Mayor in the hot seatThe Seoul Metropolitan government has decided to implement measures to prevent tragic accidents like what happened two weeka ago at the Guui Station on the Line 2 Metro subway. The city announced it will eliminate a special clause for retirees of Seoul Metro, which mandates rehiring of former Metro employees at its contractors.
In a press briefing yesterday, Seoul Mayor Park Won-soon apologized for the death of a 19-year-old repairman from a contractor, who was killed by a dashing train while trying to fix a malfunctioning screen door at the station. The mayor said he was deeply sorry for the death of a young man who struggled to live with a paltry 1.4-million-won ($1,208) monthly paycheck with his cherished dream of becoming a locomotive engineer in the future.
Seoul city plans to set up a joint civilian and government committee to find out the real cause and lead-up to the mishap.
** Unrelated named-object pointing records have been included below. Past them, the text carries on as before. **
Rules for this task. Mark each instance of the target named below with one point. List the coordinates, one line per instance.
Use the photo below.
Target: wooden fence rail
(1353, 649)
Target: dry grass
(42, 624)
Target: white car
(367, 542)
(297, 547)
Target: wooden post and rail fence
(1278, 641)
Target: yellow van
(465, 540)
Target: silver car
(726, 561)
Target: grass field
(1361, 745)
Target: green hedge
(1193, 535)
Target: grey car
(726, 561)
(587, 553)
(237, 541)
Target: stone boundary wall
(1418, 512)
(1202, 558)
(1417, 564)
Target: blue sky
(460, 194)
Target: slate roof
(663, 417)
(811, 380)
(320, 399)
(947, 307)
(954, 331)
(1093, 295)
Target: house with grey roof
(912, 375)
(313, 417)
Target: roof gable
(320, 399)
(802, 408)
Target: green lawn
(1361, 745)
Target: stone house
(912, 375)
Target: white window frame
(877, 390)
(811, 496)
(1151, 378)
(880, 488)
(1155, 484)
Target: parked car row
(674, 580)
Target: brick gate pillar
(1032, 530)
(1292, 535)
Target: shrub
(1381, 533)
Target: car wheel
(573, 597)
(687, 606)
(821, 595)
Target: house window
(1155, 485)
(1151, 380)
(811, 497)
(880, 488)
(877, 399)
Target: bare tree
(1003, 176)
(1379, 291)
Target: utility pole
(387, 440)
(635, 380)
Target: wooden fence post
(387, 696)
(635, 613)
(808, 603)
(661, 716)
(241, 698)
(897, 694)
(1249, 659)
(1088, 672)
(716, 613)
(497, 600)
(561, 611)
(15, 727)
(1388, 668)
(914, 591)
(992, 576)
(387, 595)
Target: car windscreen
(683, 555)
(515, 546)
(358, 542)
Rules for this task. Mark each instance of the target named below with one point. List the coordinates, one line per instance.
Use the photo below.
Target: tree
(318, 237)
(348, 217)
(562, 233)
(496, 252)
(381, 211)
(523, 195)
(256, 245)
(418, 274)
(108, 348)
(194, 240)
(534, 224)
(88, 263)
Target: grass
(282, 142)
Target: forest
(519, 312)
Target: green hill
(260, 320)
After the committee announces the results of its investigations in July, the city will present concrete ways to abolish the ill-conceived rehiring programs and come up with reasonable alternatives.
The heart-rending accident basically stems from Seoul Metro’s tendency to commission dangerous jobs to contractors as well as a chain of corruption among contractors and their subcontractors. Seoul Metro assigns tough jobs like repairing screen doors on the subway to contractors, which are mostly headed by Metro retirees. Payment systems for workers at contractors are also unfair between those retirees and new comers. The sorrowful death of the young repairman, too, originates with such a biased — and exploitative — payment structure. The fact-finding committee and police must get to the bottom of the corrupt relationship between Metro and a number of its contractors.
But the problem is that Mayor Park failed to keep close watch on the recurring accidents on the subway nor aggressively devised follow-up measures. Since Park came into office, Seoul Metro has become a synonym for “parachute appointments” for major posts like CEO, auditor and outside director. Park used to fill those positions with labor union leaders and politicians with no expertise in running the subway system. The mayor’s explication that he was not aware of that does not make sense.
Mayor Park has been engaging in political activities highly suggestive of a presidential bid since the April 13 general election. But if he fails to successfully administer the city, he will face a dark political future. Citizens will closely watch to see if he really can cut the corruption chain.